The physical and financial demands of the 24-hour-a-day operation have stretched the limits of tribal resources, Navajo Nation police Chief Leonard Butler said."This doesn't mean we're giving up. This doesn't mean we're defeated," he said.
The tribe may resume the search in about a week. Butler said he would know more later this week, after talking with tribal administration, from whom he has requested additional funding.
Saturday night's efforts, however, may have produced more leads than seen by any other agency that has had a role in the six-week-long manhunt for Alan "Monte" Pilon and Jason McVean, the two Coloradans who allegedly shot and killed a Cortez, Colo., police officer May 29.
Three seven-member SWAT teams worked a four-mile stretch of the San Juan River bottom jungle of trees and bushes Saturday night, with two search dogs picking up fresh trails, Butler said.
The overnight efforts also produced something police haven't had before - two full footprints. Up until now, police have been working off partial prints left by the fugitives, whom officials believe have been trying to thwart trackers by walking on the sides and balls of their feet.
But police now have two plaster casts of full footprints taken from a fresh trail near the river. Police believe they now have one full print from each fugitive, Butler said.
Just before midnight Saturday, at least one SWAT team also heard a single gunshot, which police said they suspect may have been a signal either between fugitives or between the men and someone outside the river bottom who may be assisting them, police said.
Butler believes the weeklong search has given his teams a "good understanding of the nature of the two fugitives that we're after."
"They are still in the canyon," Butler said with confidence. "I am optimistic that with the information we have that we will be able to find them again."
Catching the fugitives is a different matter, however.
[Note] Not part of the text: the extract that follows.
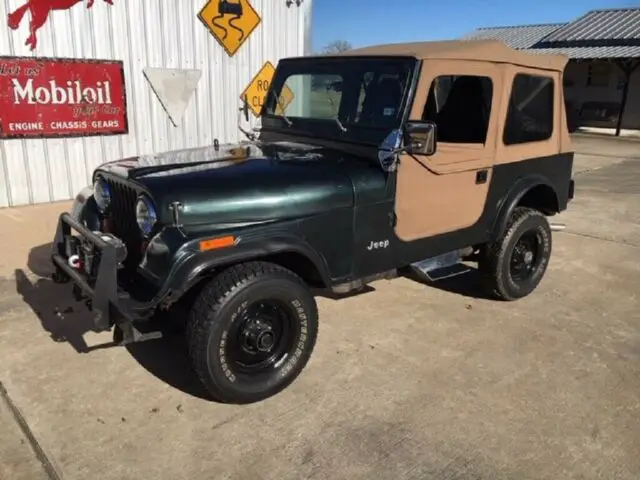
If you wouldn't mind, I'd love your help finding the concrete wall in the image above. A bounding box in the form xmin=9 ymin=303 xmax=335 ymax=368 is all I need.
xmin=0 ymin=0 xmax=312 ymax=207
xmin=563 ymin=59 xmax=640 ymax=131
In the interest of safety for both officers and the fugitives, Butler has been waiting for an ideal moment for capture.
In his mind, that moment would come when officers could completely surround the two men and catch them off guard. So far, that moment hasn't presented itself. Each time officers have been close, once as near as 25 yards, the fugitives have vanished in the underbrush.
Pilon, 30, Dove Creek, Colo., and McVean, 27, Durango, Colo., have evaded police since the manhunt began when they fled Cortez after shooting and killing police officer Dale Claxton. The men, along with Robert Mason, 26, also of Durango, led a chase across the Four Corners area, surfacing June 4, near Bluff, 25 miles north of the Utah-Arizona border. At one time more than 400 officers from 51 different federal and local law enforcement agencies were involved in the search.
Mason was found dead June 4 after firing upon a local resident and shooting and critically wounding a San Juan County deputy sheriff.
Until last week, Pilon and McVean had only been spotted once, June 28, in Montezuma Creek. Navajo police patrolmen and SWAT teams, however, have seen them on five of the past seven days.
Calling off the search Sunday was also a matter of safety, Butler said. Officers are exhausted from pulling 20-hour shifts in scorching heat in rough and rugged terrain. One officer was treated for minor injuries early Sunday and another suffered a serious allergy attack, police said. Others are just weary, covered in bug bites and scratches from the thick vegetation.
And while Butler acknowledged the fugitives must also be suffering from the conditions, he didn't want to try to continue to press his crews in hopes the fugitives would run out of steam first.
"I have a limited number of SWAT teams and I would like to have those people with the specialized training take the lead role in the investigation, rather than put in patrol officers and others without the training who might get hurt," Butler said. "Right now, my guys need a rest. They need to go home and do their laundry and see their families."
Butler said he planned to share new information gathered over the past week with the FBI and other local agencies that have shared in the search.
"I think it will be useful to all agencies," he said.